На батарее все уже знали, что полк отправляют на переформировку, и даже знали куда — в Новгород-Северский, и были довольны и веселы. Собравшись у стены, разведчики подшучивали над батарейным санитаром Иваном Ивановичем Силком, уговаривали его отнести сумку с красным крестом новой санитарке. Силок противился.

— Да вы что? Никаких приказаний не было. Кто сказал, что она у нас санитаркой будет?

Опенька сразу оживился, сощурил плутоватые глаза, соображая, что к чему, протиснулся в самый центр и, звонко хлопнув Силка по плечу, сказал:

— Это, друг мой, вопрос решённый!

— Ты что, старшина? Ты-то откуда знаешь?

— Поверь мне: точно говорю. Иди, не жди команды, это будет, знаешь, твоя инициатива! Она — баба, она разом ухватится за сумку. Ты учти такое дело: или тебя мужик перевязывает, или баба — большая разница. Скажем, к примеру, умираешь ты, а увидел бабу — жив! Так, брат, в тебе кровь заиграет, не хочешь, да будешь жить. То-то. А кому интересно на твою корявую рожу смотреть, когда осколком руку снесло и кровь хлещет? От одного твоего картофельного носа хоть в могилу полезай… Так что бери сумку и не трусь, пойдём вместе, если хочешь.

Силок покраснел, с тоской посмотрел на разведчиков. У него было рябое, изъеденное оспой лицо и мясистый, действительно, как картошка, нос, и это всегда удручало его.

— Пойми, — продолжал Опенька. — Вот ты ранен, допустим, и ранен тяжело.

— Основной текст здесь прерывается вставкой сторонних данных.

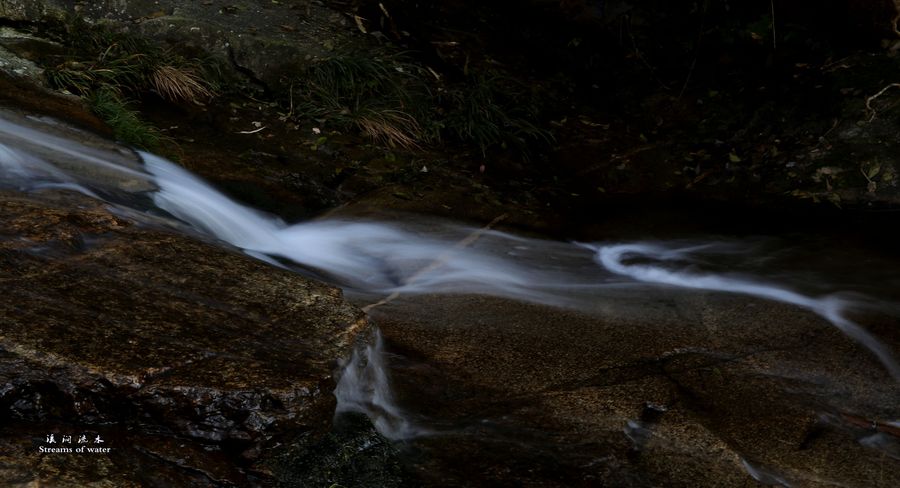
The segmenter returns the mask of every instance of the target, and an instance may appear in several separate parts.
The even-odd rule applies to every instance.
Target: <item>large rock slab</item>
[[[0,222],[5,482],[140,485],[161,464],[176,485],[244,484],[273,439],[330,427],[336,360],[366,326],[338,289],[68,192],[2,193]],[[83,431],[114,452],[38,454]]]
[[[820,317],[673,289],[590,313],[477,296],[370,314],[429,485],[893,486],[900,386]],[[892,350],[896,318],[860,317]]]

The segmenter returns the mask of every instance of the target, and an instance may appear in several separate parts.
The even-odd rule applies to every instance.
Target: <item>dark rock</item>
[[[341,48],[353,34],[343,15],[311,1],[0,2],[0,18],[11,21],[61,20],[67,15],[108,22],[178,49],[212,54],[272,88],[298,67]]]
[[[4,193],[0,221],[0,409],[10,425],[31,425],[33,436],[54,424],[104,429],[112,447],[195,471],[222,465],[204,466],[200,446],[233,458],[329,429],[335,360],[366,326],[339,290],[80,195]],[[31,468],[30,480],[57,479]],[[135,482],[128,466],[116,469],[125,471],[110,480]]]
[[[361,414],[342,414],[317,443],[296,442],[280,450],[269,467],[281,486],[411,486],[397,449]]]

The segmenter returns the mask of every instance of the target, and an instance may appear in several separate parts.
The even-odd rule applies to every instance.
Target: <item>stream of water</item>
[[[275,266],[330,280],[360,302],[464,293],[597,313],[596,298],[612,290],[669,287],[752,296],[817,314],[900,381],[891,348],[852,318],[865,311],[897,315],[897,305],[845,290],[840,282],[780,274],[769,258],[785,250],[772,249],[771,242],[706,237],[572,243],[424,219],[288,224],[235,202],[163,158],[137,153],[139,165],[123,166],[111,162],[122,159],[121,152],[42,132],[42,124],[49,122],[0,118],[0,186],[79,191],[132,215],[174,218]],[[335,392],[338,410],[369,414],[389,438],[428,434],[396,404],[382,348],[377,336],[347,361]]]

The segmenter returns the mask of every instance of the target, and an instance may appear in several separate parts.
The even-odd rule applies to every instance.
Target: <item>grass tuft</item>
[[[150,75],[150,83],[157,93],[171,102],[200,104],[213,97],[212,90],[190,68],[163,65]]]
[[[111,89],[99,89],[87,96],[91,111],[103,119],[119,141],[146,151],[160,149],[159,131],[141,120],[128,101]]]

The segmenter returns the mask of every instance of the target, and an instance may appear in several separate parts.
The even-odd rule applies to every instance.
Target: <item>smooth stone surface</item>
[[[429,485],[900,484],[900,386],[804,310],[641,288],[589,314],[424,296],[371,315],[400,407],[432,432],[410,441]],[[896,318],[862,319],[900,349]]]
[[[0,437],[31,453],[4,483],[111,463],[98,479],[127,486],[161,463],[252,484],[269,442],[330,428],[336,360],[367,326],[338,289],[68,192],[0,193],[0,222],[0,427],[30,433]],[[67,430],[118,453],[35,454]]]

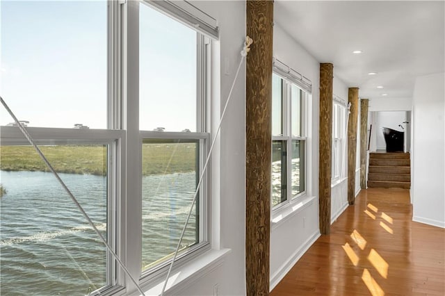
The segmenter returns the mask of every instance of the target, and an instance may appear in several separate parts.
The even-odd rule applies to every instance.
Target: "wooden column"
[[[360,188],[366,189],[366,150],[368,145],[368,106],[369,100],[360,100]]]
[[[350,114],[348,122],[348,202],[355,202],[355,160],[357,152],[357,122],[359,111],[359,88],[349,88],[348,101]]]
[[[248,1],[245,283],[248,296],[269,295],[273,1]]]
[[[329,234],[331,226],[331,167],[332,165],[332,81],[334,66],[320,64],[320,233]]]

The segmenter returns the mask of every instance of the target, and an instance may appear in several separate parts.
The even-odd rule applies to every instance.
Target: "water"
[[[106,177],[60,174],[106,237]],[[50,173],[1,172],[0,294],[83,295],[106,285],[106,250]],[[143,178],[143,266],[175,250],[194,173]],[[183,246],[195,242],[193,215]]]

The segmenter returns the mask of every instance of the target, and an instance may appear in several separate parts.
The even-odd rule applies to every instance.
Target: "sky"
[[[1,1],[0,95],[30,126],[106,128],[104,0]],[[140,6],[140,128],[195,131],[196,33]],[[0,106],[0,125],[13,119]]]

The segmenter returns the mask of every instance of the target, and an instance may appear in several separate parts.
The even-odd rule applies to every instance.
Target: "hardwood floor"
[[[362,190],[270,295],[445,295],[445,229],[412,215],[409,190]]]

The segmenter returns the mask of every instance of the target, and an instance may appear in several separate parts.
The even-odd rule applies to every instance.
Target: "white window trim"
[[[122,252],[117,247],[120,235],[120,216],[115,210],[122,204],[120,192],[114,189],[121,183],[123,174],[122,147],[125,145],[125,131],[109,129],[74,129],[44,127],[26,127],[35,144],[40,145],[108,145],[108,181],[107,181],[107,236],[110,246],[122,258]],[[17,126],[1,126],[0,142],[3,146],[31,145]],[[104,246],[105,247],[105,246]],[[121,290],[122,280],[114,270],[116,263],[107,251],[106,282],[107,286],[97,290],[100,293],[111,293]],[[94,292],[92,295],[95,295]]]
[[[339,160],[339,163],[337,163],[337,165],[339,166],[339,174],[338,176],[335,176],[334,174],[332,174],[331,176],[331,187],[334,186],[340,183],[341,183],[342,181],[343,181],[346,178],[346,158],[347,158],[347,155],[346,153],[346,147],[347,145],[347,133],[346,131],[346,126],[347,126],[347,122],[346,122],[346,118],[347,118],[347,114],[346,113],[348,112],[348,108],[347,108],[347,103],[341,98],[340,98],[339,97],[337,96],[337,95],[334,95],[333,98],[332,98],[332,118],[333,120],[335,119],[337,121],[334,121],[332,120],[332,150],[333,150],[333,147],[334,147],[334,142],[335,140],[339,141],[340,142],[340,149],[341,151],[339,151],[340,153],[340,159]],[[339,124],[339,122],[338,122],[338,118],[334,118],[334,113],[336,108],[336,106],[338,106],[339,108],[341,109],[341,116],[340,118],[340,120],[341,120],[341,122],[339,123],[340,124],[340,131],[339,131],[339,137],[336,138],[335,137],[335,127],[334,126],[334,124],[337,125]],[[332,167],[334,167],[334,156],[332,155]],[[343,168],[344,168],[345,170],[342,170]]]
[[[112,162],[114,170],[114,177],[112,186],[108,186],[113,191],[113,195],[108,197],[109,211],[113,217],[113,229],[108,231],[113,233],[111,242],[122,261],[125,264],[134,279],[140,279],[139,284],[144,290],[151,291],[150,288],[156,283],[154,277],[141,276],[142,240],[142,184],[140,172],[142,169],[141,143],[144,137],[175,137],[175,138],[199,138],[205,139],[209,142],[208,133],[168,133],[139,131],[139,74],[138,74],[138,35],[139,35],[139,9],[138,1],[108,1],[108,129],[70,129],[54,128],[27,127],[32,137],[38,145],[48,144],[111,144],[115,147],[114,149],[116,155],[111,157],[115,161]],[[131,17],[129,17],[131,15]],[[203,38],[202,42],[205,44],[209,44],[209,40]],[[211,51],[208,48],[202,54],[211,57],[216,54],[218,51]],[[129,55],[128,53],[132,53]],[[198,67],[205,69],[208,76],[210,75],[210,63],[202,63]],[[205,85],[200,87],[207,94],[211,91],[207,88],[211,84],[207,81]],[[213,84],[218,84],[216,81]],[[213,90],[211,91],[214,94]],[[197,106],[201,110],[205,110],[207,114],[215,113],[215,110],[219,108],[218,104],[213,104],[210,106],[201,104]],[[131,116],[127,116],[131,114]],[[200,126],[213,122],[210,118],[201,118],[198,120]],[[27,141],[23,138],[18,128],[14,126],[1,126],[1,145],[24,145]],[[198,128],[199,129],[200,128]],[[115,143],[115,144],[114,144]],[[217,142],[218,144],[218,142]],[[209,145],[207,145],[209,146]],[[208,147],[207,148],[208,149]],[[207,150],[206,149],[206,150]],[[127,151],[132,151],[127,154]],[[212,157],[212,161],[215,160]],[[201,162],[203,163],[203,162]],[[213,175],[215,170],[218,170],[218,163],[214,163],[212,167],[209,167],[208,174]],[[211,172],[211,173],[210,172]],[[219,174],[219,172],[218,172]],[[216,180],[218,182],[218,180]],[[215,192],[211,188],[210,182],[207,191]],[[212,197],[215,198],[215,197]],[[208,221],[212,220],[212,212],[218,214],[218,206],[211,206],[211,201],[205,205],[207,207]],[[197,246],[200,249],[200,252],[195,252],[189,256],[189,260],[176,264],[172,270],[172,275],[179,272],[181,276],[176,279],[174,283],[169,283],[168,290],[171,291],[179,290],[184,288],[184,285],[191,282],[205,273],[209,272],[220,266],[222,260],[230,252],[228,249],[220,249],[218,238],[213,240],[212,230],[218,229],[218,226],[211,223],[206,227],[208,229],[208,243],[205,245]],[[136,287],[129,277],[116,264],[115,261],[110,259],[107,269],[115,270],[115,274],[111,279],[110,286],[100,289],[105,295],[128,295],[134,293]],[[110,264],[111,263],[111,264]],[[165,279],[159,277],[158,279],[163,283]],[[151,287],[151,288],[150,288]],[[170,290],[171,289],[171,290]],[[170,293],[169,292],[169,293]],[[147,293],[149,295],[149,293]]]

— Отстаньте вы от человека, — вмешался угрюмый Щербаков.

— Не лезьъ под руку, не твоё дело. Так вот, Иван Иваныч, скажем, ты ранен, и осталось тебе жить, ну, пять минут. А я, значит, подбегаю к тебе с этой вот твоей сумкой, наклоняюсь…

— Да, только перед смертью на тебя и смотреть, — ехидно вставил Щербаков. — При жизни-то всю душу воротит.

— Так вот, Иван Иваныч, — не обращая внимания на Щербакова, продолжал Опенька. — Иди и отдай сумку, всей батареей на тебя молиться будем.

— Иди, чего тут, — поддержал разведчик Карпухин. — Дело говорит Опенька. Сдай сумку, а мы тебя в свой взвод заберём.

Разведчики зашумели:

— Возьмём!

— Возьмём, возьмём! Иди!

— Отдашь сумку — и все. Ну, скажешь пару слов.

— Может, стесняешься один, так пойдём вместе, — снова предложил Опенька и взял Силка под руку. — Проводим его, Карпухин?

— Проводим!

Разведчики почти насильно взяли под локти санитара, сунули ему в руки сумку и под общие одобрительные крики повели через двор к избе. Возле крыльца, в оставленном хозяевами корыте Майя стирала гимнастёрку.

— Не могу я, братцы, — твердил смущённый санитар, но все же шёл, держа перед собой сумку.

— Мужайся, мужайся, Иван Иваныч, подвиг совершаешь! — подбадривал Опенька.

— Крепись, — вторил Карпухин, стараясь казаться серьёзным.

Они подошли к Майе. Она стояла к ним спиной и продолжала стирать. Над корытом мелькали её оголённые локти, белая пена хлопьями падала на землю.

— Ну, — подтолкнул в бок Ивана Ивановича Опенька.

— Начинай, — прошептал Карпухин.

Санитар, как немой, делал знаки, что он не может, или, вернее, не знает, с чего начать.

Опенька кашлянул, и Майя быстро обернулась. Она удивлённо взглянула на солдат: «Трое?., С санитарной сумкой?» Опенька и Карпухин все ещё держали Ивана Ивановича под локти. Санитар смотрел на расплющенные носки своих кирзовых сапог и молчал. Вид у него был такой жалкий, словно он ранен или, по крайней мере, тяжело болен. Майя так и поняла: они пришли к ней за помощью.

— Что случилось? — спросила она и, стряхнув с рук пену, подошла к Ивану Ивановичу. — Что с вами?

— Болен он, — вместо Ивана Ивановича ответил Опенька.

— Что с ним?

— Вот, жалуется, — едва сдерживаясь от смеха, подтвердил Карпухин.

— На что? — девушка повернулась к нему.

— На что жалуешься, Иван Иваныч? — подтолкнул Карпухин санитара.